En el año 2009 tuve el honor de ser el pregonero de las fiestas carmelitanas. Tenía entonces veintidós años. Me dijeron, aunque desconozco si sigue siendo así, que ostentaba con ello otro orgullo en el cargo: ser el más joven que hubiera elaborado un pregón en Rute a la Virgen del Carmen. Como la juventud es atrevida, atesoré mis palabras con los máximos cuidados y respetos, pero también con el arrojo que solo mi corta edad podría permitirme. Es un cargo que se ha entendido de importancia, con ecos de renombre, con más o menos calidad poética, pero siempre de una calidez y un cariño enormes hacia nuestro pueblo. Todo el mundo me decía que normalmente los pregoneros usan su experiencia al lado de la patrona para glosar sus maravillas, para elaborar unas palabras que colaborasen a ensalzar la relevancia de su presencia en nuestro pueblo. Pero, ciertamente, a lo que yo podía aferrarme era a los miembros de mi familia como símbolos para hablar de los universales de nuestro pueblo, de la cercanía que unos y otros pudieran tener o haber tenido. Hasta ahí puedo decir que quedé realmente contento con el contenido de lo que dije aquel 14 de agosto. Y lo mejor: pocas cosas de las que haya escrito siendo tan joven sería capaz de firmarlas hoy día como lo haría con muchas de aquel pregón. Creo que decir esto ya es bastante.

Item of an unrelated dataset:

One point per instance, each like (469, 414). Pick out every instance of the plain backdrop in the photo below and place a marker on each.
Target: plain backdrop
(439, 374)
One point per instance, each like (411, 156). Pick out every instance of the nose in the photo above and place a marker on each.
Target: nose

Quizá la cuestión por la que les hablo de aquel texto es por lo que ocurrió a continuación, algo en lo que llevo reflexionando también los últimos años de mi experiencia como escritor. Terminar un texto es una decisión complicada en la que el tiempo juega un papel decisivo, sin duda; si se acaba el tiempo, el texto debe darse por terminado, eso desde luego. Para otros casos existen los llamados «lectores alfa» y que no son más que esos buenos amigos a los que todo escritor pasa sus textos antes de entregarlos a una publicación. Y, tras todos los consejos, arreglos, ensayos en voz alta —que también deben realizarse para una novela—, evidentemente, vendrá la crítica. He tenido mucha suerte hasta el momento con las críticas a mi trabajo. No lo digo porque todas hayan sido buenas, sino porque en su gran mayoría han sido respetuosas. De todas he aprendido algo, de todas he comprendido no qué cosas debía cambiar, pero sí cómo una obra que sale de mí va a ser tomada en cuenta. Hay incluso estudios de esto que se imparten en las carreras de filología, las llamadas «teorías de la recepción». Y he aquí el punto al que les traía: una de las críticas a aquel pregón, hecha además por una persona que había ocupado el mismo cargo con anterioridad, fue que mi texto estuviese «cargado de política». Eso, por lo que fuera, le disgustaba, le distraía del centro del asunto y hacía que su opinión, tan respetable como la que más, fuera negativa. Sin embargo, yo que provengo de una escuela que dice directamente que todo texto es inmanente a su radical historicidad —es decir, que todo texto es hijo de su tiempo y de quien lo ha escrito y, por tanto, no se pueden separar de él ideas, prejuicios, posición socioeconómica, cultural, etc.— , no entendía cómo pretendía mirarse un discurso tan obviamente subjetivo, retórico y poético, pretendiendo exorcizar conceptos como que hubo una época en que los ruteños y ruteñas tuvieron que marcharse a Madrid y Barcelona, como poco, para poder tener un trozo de pan que llevarse a la boca. Por supuesto, cada uno se las compone como puede.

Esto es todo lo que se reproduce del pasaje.